Форстер погрозил ему пальцем.
— Все это чепуха, Мюллер. Я прекрасно знаю этого человека. Зулус продолжал сотрудничать с нами даже тогда, когда все остальные черные ударились в коммунизм. Он даже выступил против санкций западных стран. Да я просто готов его уважать! В конце концов, он происходит из племени воинов, а не жалких кочевников, как все остальные каффиры. — Президент откинулся на стуле, сложив руки на животе. — Нет, Мюллер, Мантизима и его сторонники не меньше нашего ненавидят АНК. Они враждовали в течение многих десятилетий. К тому же мы редко вмешиваемся в дела зулусов и самого вождя, поэтому ему нет никакого резона доставлять нам неприятности. — Форстер снова наклонился к столу и взял ручку. — Пусть едет в Америку. Его свидетельство лишь обескуражит наших врагов в Конгрессе и покажет всему миру, что наше дело правое.
Мюллер молча наблюдал, как его шеф подписывает разрешение на выезд. Его беспокоило все более упорное желание Форстера видеть лишь то, что ему хочется видеть. В прошлом Мантизима публично выступал против санкций со стороны Запада исключительно потому, что считал их наносящими гораздо больший ущерб его собственному народу, нежели белым, а вовсе не оттого, что хотел сделать приятное Претории. Что же касается борьбы хитрого зулуса против АНК, то она была не чем иным, как соперничеством за места в будущем правительстве черного большинства, а вовсе не свидетельством его неизменной преданности режиму апартеида.
Мюллер взял из протянутой руки Форстера подписанный документ и спокойно вышел. Дальнейшие споры могут только ослабить его собственные позиции.
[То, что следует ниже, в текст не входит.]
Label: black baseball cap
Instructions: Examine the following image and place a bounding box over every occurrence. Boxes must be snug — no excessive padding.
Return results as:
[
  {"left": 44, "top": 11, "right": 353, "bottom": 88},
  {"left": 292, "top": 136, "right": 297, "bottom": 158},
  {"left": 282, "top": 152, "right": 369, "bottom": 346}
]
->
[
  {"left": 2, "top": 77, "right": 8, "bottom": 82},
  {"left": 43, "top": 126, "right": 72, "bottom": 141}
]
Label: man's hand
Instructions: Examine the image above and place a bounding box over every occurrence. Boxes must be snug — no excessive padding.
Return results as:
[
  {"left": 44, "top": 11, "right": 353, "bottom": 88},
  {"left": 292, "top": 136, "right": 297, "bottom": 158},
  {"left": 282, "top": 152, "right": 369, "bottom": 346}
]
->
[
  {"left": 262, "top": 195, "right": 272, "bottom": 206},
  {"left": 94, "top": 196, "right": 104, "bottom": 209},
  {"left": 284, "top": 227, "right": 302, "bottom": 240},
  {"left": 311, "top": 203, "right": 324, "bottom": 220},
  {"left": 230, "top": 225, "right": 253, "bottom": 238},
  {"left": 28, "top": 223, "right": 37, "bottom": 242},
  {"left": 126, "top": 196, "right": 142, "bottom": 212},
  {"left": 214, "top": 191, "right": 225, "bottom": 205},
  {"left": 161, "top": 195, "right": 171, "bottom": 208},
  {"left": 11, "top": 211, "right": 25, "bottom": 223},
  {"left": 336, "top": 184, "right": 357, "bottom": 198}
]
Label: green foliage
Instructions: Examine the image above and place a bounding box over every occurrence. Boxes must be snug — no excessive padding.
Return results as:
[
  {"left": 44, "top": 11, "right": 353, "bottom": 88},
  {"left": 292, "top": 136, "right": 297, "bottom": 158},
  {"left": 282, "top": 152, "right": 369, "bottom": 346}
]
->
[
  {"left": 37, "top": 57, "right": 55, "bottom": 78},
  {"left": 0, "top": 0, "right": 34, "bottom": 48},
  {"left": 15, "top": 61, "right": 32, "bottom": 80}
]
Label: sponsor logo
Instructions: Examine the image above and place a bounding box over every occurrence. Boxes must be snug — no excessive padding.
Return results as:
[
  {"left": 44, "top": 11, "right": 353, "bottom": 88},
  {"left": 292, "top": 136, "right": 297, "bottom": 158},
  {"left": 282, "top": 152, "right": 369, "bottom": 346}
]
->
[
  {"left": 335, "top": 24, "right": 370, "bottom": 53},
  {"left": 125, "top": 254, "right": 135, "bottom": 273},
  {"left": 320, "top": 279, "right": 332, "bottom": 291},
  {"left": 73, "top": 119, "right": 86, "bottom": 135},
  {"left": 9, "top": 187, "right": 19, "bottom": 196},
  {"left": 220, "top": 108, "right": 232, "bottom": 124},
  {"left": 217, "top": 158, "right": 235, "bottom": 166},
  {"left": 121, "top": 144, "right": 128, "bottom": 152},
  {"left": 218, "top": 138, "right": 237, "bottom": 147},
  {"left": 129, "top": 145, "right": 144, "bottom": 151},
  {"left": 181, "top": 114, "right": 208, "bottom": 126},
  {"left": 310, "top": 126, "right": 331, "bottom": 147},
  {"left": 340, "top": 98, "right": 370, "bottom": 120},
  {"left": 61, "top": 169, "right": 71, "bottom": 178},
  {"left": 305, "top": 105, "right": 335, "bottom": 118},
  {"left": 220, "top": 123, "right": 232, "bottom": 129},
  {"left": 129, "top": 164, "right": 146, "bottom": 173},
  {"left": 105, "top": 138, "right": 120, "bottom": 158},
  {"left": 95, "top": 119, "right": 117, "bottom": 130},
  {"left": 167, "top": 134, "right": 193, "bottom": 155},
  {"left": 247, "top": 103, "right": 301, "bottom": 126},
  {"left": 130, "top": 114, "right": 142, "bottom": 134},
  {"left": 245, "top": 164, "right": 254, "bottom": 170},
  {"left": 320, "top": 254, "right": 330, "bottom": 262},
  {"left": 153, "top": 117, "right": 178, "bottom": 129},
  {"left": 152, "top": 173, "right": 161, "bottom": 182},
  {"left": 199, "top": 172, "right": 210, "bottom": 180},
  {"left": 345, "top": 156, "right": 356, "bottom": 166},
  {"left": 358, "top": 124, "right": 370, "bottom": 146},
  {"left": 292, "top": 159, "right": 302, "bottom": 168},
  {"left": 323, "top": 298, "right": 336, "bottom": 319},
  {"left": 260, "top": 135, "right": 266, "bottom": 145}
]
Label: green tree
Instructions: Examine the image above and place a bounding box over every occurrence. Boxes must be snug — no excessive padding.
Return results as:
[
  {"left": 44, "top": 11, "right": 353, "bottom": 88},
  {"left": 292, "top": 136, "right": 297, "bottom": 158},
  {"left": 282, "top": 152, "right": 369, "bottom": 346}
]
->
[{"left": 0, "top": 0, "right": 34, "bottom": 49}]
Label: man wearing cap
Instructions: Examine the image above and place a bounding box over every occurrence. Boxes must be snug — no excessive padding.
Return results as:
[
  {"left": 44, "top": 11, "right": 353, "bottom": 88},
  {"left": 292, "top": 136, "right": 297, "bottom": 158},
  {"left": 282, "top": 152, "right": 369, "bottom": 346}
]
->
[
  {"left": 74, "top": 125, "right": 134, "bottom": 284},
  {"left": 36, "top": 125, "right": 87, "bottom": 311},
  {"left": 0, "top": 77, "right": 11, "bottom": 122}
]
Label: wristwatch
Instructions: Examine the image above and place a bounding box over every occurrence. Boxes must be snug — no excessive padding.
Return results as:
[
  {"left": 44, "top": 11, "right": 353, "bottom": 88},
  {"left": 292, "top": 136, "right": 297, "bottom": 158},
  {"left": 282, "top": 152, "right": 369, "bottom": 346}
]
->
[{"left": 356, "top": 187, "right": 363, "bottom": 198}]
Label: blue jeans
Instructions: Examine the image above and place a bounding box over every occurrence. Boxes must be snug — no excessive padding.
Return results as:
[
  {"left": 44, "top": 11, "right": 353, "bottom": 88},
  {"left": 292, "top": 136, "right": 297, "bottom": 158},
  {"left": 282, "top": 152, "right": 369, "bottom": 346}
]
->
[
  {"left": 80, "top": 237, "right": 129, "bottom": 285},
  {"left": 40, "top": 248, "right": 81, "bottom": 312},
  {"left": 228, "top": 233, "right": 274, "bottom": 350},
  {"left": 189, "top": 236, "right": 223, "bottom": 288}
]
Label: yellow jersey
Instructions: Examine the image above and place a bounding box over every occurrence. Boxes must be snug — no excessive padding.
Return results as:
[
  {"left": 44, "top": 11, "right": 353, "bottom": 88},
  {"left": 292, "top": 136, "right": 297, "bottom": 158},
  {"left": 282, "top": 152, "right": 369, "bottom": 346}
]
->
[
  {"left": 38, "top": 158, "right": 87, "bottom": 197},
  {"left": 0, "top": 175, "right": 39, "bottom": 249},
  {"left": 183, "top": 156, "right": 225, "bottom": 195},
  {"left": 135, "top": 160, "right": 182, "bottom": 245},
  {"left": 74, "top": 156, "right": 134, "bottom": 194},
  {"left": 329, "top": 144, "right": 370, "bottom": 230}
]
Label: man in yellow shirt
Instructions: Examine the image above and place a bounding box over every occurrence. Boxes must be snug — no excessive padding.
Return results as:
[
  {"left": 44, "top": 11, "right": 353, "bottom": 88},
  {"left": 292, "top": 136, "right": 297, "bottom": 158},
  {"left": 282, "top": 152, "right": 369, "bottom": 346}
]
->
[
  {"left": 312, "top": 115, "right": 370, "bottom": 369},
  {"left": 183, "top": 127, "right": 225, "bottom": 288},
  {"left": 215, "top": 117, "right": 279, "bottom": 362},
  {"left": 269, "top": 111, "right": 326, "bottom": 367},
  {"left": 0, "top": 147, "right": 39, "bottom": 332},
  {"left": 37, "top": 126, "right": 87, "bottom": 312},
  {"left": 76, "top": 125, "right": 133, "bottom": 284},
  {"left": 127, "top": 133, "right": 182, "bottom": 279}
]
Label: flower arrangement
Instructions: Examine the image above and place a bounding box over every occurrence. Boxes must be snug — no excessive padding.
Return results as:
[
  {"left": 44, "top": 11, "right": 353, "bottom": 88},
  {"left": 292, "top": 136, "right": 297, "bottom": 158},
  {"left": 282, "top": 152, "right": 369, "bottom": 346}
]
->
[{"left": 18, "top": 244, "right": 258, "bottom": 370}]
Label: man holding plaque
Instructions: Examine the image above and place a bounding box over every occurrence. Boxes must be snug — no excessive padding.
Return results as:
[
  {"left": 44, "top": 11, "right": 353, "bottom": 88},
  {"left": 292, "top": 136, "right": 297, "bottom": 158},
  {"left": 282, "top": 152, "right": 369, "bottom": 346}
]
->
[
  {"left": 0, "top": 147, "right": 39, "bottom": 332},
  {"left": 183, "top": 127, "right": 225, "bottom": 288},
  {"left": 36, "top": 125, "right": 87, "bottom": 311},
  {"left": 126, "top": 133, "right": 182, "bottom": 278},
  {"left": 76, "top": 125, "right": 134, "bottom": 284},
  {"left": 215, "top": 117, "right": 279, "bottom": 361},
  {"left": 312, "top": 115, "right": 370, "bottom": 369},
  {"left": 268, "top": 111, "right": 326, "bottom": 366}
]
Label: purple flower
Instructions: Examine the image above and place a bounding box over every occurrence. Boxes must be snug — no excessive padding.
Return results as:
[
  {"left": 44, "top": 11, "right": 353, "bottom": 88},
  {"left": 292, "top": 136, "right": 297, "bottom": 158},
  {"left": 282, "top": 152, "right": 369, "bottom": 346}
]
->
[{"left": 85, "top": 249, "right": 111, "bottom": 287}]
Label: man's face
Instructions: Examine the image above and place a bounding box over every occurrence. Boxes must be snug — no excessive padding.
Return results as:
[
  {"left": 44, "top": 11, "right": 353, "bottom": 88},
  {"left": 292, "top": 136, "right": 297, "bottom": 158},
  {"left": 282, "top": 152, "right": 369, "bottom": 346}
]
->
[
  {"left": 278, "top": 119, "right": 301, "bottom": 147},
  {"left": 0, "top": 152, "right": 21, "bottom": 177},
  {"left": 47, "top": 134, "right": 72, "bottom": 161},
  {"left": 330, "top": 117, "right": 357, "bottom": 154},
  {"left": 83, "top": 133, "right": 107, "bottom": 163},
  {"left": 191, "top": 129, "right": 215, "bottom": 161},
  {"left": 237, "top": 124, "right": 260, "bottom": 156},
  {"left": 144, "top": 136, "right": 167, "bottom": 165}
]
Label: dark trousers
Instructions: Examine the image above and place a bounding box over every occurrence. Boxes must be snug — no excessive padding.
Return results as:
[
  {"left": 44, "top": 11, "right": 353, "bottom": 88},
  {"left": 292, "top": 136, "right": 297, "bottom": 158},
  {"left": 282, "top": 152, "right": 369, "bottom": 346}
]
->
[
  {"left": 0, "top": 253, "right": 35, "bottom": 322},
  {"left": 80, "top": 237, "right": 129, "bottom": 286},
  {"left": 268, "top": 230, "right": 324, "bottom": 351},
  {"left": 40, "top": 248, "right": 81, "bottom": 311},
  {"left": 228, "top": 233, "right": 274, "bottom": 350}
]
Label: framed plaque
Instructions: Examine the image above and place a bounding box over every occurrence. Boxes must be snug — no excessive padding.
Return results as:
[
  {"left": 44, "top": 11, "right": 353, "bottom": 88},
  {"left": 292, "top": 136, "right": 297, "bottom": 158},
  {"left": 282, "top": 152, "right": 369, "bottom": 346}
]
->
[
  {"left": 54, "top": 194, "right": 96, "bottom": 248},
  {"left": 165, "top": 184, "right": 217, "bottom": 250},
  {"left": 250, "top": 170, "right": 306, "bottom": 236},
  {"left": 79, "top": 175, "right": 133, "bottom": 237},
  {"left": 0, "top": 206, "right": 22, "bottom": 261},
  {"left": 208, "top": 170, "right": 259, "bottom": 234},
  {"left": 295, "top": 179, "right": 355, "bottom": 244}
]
Возможно, Гидеон Мантизима и дальше станет сотрудничать с Преторией, но Мюллер в этом сильно сомневался. Вождь зулусов обладал достаточной проницательностью, чтобы понять, откуда ветер дует. Руководитель военной разведки ЮАР был твердо убежден: Форстер еще пожалеет о том, что так легко позволил Мантизиме покинуть страну.
Звонок в дверь пробудил Иэна от неспокойного, наполненного кошмарами сна. Потом раздался еще один, на этот раз более громкий и настойчивый. Он нехотя открыл глаза и зашарил рукой, пытаясь нащупать кнопку ночника. Господи, два часа ночи. Кто это может быть? В Йоханнесбурге, как и во всех крупных городах ЮАР, действует комендантский час.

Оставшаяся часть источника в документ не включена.